According to the research paper titled, “Loneliness in India: A systematic review of empirical studies,” which was published in January 2020 (i.e., before the Covid pandemic), among 3,169 participants, 41% reported a high burden of loneliness. The burden of loneliness was 44% among the elderly participants and 24% among the younger ones [1]. Even though India is still a developing country, the percentage of people feeling considerably lonely is quickly reaching that of developed countries like the U.S.A., where approximately 50% of those surveyed complained of severe loneliness [2]. This article reviews the reasons for loneliness in India, why Artificial intelligence (AI) systems will aggravate it massively, the disastrous effects of loneliness, and what needs to be done to combat this epidemic.

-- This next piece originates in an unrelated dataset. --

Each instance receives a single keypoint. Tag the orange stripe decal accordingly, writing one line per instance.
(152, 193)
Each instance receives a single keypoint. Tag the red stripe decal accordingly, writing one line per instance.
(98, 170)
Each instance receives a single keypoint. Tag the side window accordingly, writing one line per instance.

Some people are happier in solitude, but most aren’t. So, loneliness is subjective, and it arises when the quantity and quality of social connections and engagement are lower than that desired by an individual.
Until 150 years ago, humans depended on other humans all the time – they hunted together, farmed their lands together, cooked together, and even got together in the evenings to talk, eat, pray, or play. Hence, over at least the last five millennia, humans began to experience the presence of others and understand their statements, their voice tone, and their body language. Since these activities have been going on for several thousand years, the need for social bonding and connections may be already built-in humans. For example, research has shown that if a person genuinely smiles at a stranger, then it triggers an appropriate segment in the stranger’s brain, often making him or her smile.

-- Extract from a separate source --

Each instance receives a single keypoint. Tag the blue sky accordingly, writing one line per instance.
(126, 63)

To understand loneliness, we need to understand social connections, which can be generally partitioned into six categories – (a) parents and children, (b) spouses and partners, (c) friends and neighbors, (d) siblings, cousins, and extended family, (e) colleagues in schools, colleges, and offices, and (f) community or group memberships. See Figure 1.

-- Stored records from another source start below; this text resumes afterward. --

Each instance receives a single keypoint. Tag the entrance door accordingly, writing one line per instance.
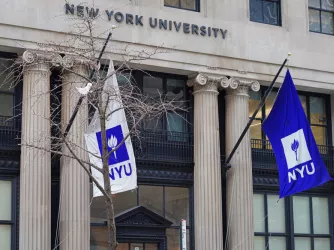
(138, 246)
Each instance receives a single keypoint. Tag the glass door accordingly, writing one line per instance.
(138, 246)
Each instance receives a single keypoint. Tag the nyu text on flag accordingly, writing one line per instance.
(299, 162)
(122, 164)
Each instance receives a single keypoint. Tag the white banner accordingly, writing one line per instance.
(122, 164)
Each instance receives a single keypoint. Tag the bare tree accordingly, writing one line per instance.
(84, 43)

During the 1950s, India was so poor that even to light a fire in the house (for cooking or lighting candles/lamps), often people would have no matches and had to get a few from their neighbors’ homes. And, while they were visiting their neighbors – usually unannounced – they would often talk for several minutes if not an hour! This implicitly increased their social connection and bonding with each other. However, during the last seven decades, India has significantly advanced both economically and technologically, and although this has improved the standard of living, because of the following six reasons, it has also led to the reduction of social connections:
The gradual disintegration of the extended family structure: Until four decades ago, most Indians lived in an “extended family” structure where three to five generations of cousins would live in a single house or in houses next to each other. Since there was no Internet and even electricity was scarce, cousins as well as their parents and children would usually hang out together and discuss the events of that day. Of course, if someone was going through a rough patch, he or she could cry on not one but many shoulders. And even though there were disagreements and fights, these were dwarfed by the companionship that these siblings enjoyed. Over the years, this “extended family” structure has been replaced by a “nuclear family” structure with only parents and children living together but typically far away from their extended family.
Reduction in Total Fertility Rate: Total Fertility Rate (TFR) is the number of children that a woman would have during her lifetime. TFR in India was more than six in 1950 whereas it was around two in 2022 [3]. Hence, in the 1950s, a child had about five siblings to discuss everything but now he or she has only one. Again, siblings often fight but because “blood is thicker than water,” their love and companionship overshadow such fights, and usually they remain best friends for the rest of their lives. In [1], the authors mention that Indian Muslims seem to feel less lonely than Hindus, which may be partly because by and large the former have had a higher TFR than the latter. Finally, recent surveys have shown that a significant percentage of women in India still want to have more children but because they are working professionals and because raising kids is very costly, they choose to have only one or two.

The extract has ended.